Gelelim somut olarak Cumhuriyet’in süzgecinden geçen Diplo’nun Türkçe ilk sayısına. 8 sayfalık ekte, toplam 8 makale seçilmiş, tercüme edilmiş ve yayınlanmış. Konular şöyle: ABD (2), Avustralya, Ukrayna, Brezilya, Irak, İklim ve Sahra.

Diplo’nun orijinal yani Fransızca versiyonunda, Şubat sayısında, aslında Türkiyeli okuru yakından ilgilendiren en az 3 yazı var: Öncelikle "Yeni Türkçe Edisyon", sonra "Rojava’nın Askıya Alınmış Geleceği" ve "Kürtlerin Kaderi- Parçalanmış bir Toprak."

Cumhuriyet’in Kürt alerjisi mi var? Bu 2 yazı neden Türkçe versiyonda yok?

Bir de Le Monde Diplomatique’in iki ayda bir yayınlanan "Manière De Voir" (Görme Biçimleri) başlıklı derleme dergisinin Şubat-Mart sayısının başlığı "Kürt Mücadelesi." Derlemede Türkiye, İran, Irak ve Suriye Kürtleri hakkında 34 makale, 2 İnfografik, 1 Çizgi roman, 18 fotoğraf, resim, illüstrasyon var. Bu sayıda Selahaddin Demirtaş’ın "Cumhurbaşkanı Erdoğan’ın Kirli Savaşı" başlıklı makalesi, "Türk aydınları ve ‘Kirli Savaş" başlıklı bir çerçeve yine önemli uzmanların Ankara’yı ve Türkiyelileri ilgilendiren tahlilleri yer alıyor. Cumhuriyet, bu özel sayıyı da görmezden gelmiş. Halbuki Diplo’nun son sayısında birinci sayfada büyükçe bir ilanı var bu özel sayının. Cumhuriyet gizleyince bu yayın yok mu sayılıyor şimdi?

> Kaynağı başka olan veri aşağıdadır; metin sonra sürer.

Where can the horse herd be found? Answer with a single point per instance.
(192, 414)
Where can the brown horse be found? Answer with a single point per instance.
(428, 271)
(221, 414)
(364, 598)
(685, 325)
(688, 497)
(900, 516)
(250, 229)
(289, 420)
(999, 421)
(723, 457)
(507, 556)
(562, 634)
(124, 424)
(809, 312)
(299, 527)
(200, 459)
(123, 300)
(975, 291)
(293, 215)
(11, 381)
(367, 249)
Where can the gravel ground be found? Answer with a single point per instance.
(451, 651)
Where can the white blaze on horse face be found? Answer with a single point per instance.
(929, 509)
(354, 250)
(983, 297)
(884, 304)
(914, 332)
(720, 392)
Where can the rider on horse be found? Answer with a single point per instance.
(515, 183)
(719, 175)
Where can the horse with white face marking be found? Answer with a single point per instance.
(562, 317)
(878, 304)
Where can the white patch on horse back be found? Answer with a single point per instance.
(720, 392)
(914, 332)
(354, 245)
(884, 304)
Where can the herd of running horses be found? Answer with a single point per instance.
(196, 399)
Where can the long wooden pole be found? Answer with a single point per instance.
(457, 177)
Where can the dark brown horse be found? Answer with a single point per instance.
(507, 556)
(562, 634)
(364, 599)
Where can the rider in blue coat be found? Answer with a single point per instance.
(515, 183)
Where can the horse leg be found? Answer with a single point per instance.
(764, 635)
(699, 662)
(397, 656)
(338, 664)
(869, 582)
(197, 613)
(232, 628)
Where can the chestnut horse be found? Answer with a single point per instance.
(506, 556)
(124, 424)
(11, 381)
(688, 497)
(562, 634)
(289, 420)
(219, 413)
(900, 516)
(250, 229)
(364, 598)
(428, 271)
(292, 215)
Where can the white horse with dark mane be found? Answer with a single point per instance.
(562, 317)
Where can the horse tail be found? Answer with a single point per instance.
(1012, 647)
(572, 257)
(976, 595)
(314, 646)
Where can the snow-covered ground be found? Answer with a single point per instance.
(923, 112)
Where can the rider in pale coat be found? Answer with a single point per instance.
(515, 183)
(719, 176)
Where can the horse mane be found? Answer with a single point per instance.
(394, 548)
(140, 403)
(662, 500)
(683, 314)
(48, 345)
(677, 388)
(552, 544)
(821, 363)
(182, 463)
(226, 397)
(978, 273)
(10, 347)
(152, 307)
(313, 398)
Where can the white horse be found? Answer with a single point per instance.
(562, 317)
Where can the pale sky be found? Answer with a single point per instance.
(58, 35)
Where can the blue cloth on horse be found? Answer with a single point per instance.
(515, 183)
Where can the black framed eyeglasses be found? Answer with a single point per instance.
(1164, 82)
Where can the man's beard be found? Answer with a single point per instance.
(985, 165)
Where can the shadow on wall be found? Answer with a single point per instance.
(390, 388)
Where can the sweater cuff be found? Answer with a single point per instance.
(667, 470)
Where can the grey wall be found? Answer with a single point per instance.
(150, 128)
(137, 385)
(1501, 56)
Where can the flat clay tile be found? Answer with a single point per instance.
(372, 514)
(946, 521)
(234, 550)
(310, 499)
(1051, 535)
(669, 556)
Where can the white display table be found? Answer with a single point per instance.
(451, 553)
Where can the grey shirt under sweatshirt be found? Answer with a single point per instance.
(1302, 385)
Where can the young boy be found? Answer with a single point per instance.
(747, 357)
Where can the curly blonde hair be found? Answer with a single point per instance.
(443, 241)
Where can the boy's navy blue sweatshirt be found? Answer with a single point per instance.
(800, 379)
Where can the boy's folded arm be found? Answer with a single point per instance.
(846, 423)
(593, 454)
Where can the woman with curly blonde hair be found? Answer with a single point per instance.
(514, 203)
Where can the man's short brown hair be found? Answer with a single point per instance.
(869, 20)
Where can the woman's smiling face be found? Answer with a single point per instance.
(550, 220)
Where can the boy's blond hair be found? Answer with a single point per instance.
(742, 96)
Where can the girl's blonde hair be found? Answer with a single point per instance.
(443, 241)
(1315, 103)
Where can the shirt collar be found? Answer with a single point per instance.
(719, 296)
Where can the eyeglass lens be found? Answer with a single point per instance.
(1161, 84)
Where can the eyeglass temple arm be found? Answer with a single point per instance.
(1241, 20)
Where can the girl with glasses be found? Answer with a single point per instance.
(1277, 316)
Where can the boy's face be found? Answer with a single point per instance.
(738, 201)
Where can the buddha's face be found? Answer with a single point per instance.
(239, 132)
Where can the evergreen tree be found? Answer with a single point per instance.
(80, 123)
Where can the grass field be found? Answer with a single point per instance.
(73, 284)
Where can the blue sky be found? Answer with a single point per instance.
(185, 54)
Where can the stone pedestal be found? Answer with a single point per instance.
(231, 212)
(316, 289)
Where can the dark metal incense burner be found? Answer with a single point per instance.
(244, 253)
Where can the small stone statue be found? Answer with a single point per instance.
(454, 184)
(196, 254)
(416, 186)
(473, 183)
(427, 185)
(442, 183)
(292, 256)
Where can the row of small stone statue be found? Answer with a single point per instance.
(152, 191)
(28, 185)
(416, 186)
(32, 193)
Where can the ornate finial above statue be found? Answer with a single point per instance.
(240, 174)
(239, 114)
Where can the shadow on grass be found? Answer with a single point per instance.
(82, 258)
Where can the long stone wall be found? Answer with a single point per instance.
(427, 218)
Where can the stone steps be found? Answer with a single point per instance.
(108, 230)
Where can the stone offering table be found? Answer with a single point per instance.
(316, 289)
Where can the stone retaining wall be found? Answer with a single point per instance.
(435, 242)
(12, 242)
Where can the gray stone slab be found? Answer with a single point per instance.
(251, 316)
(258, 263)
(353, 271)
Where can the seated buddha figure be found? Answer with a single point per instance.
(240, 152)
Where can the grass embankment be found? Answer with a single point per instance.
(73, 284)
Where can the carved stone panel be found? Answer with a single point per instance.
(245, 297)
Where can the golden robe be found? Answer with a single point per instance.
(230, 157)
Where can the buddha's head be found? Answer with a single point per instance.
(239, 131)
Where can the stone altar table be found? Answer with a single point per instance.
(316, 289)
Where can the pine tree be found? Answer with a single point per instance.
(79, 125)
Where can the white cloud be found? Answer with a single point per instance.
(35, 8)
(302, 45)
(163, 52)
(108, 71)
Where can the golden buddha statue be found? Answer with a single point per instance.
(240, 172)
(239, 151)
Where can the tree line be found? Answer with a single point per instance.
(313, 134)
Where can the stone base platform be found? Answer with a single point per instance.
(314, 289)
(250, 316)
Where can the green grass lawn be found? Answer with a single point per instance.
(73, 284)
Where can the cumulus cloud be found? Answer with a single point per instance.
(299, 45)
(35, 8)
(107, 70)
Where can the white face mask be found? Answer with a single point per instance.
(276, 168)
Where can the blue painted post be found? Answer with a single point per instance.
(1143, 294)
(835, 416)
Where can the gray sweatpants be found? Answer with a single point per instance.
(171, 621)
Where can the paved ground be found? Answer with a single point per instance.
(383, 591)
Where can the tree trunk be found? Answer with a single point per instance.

Mevcut ya da olası bir Cumhuriyet okuru acaba Brezilya ve Sahra’daki gelişmelerle mi daha çok ilgilenir yoksa güney komşusu Suriye’de olup bitenle mi? Kendi gazetenizle ilgili, işbirliği haberini neden yayınlayamıyorsunuz? Sorun kuşkusuz editoryal bir tercih değil. Bu duruma kısaca Kürt karşıtlığı diyoruz. Sansür diyen de çıkabilir. Çünkü bir gazete sadece yayınladıklarından değil yayınlamadıklarından da sorumludur. Cumhuriyet, işbirliği konusunda karşı tarafın görüşlerini ve Kürt meselesi hakkındaki yazıları çevirmeyip gizleyince, Le Monde Diplomatique’i Fransızca orijinalinden okuyan yurttaşlara karşı ne kadar uyanık olduğunu mu kanıtlayacak?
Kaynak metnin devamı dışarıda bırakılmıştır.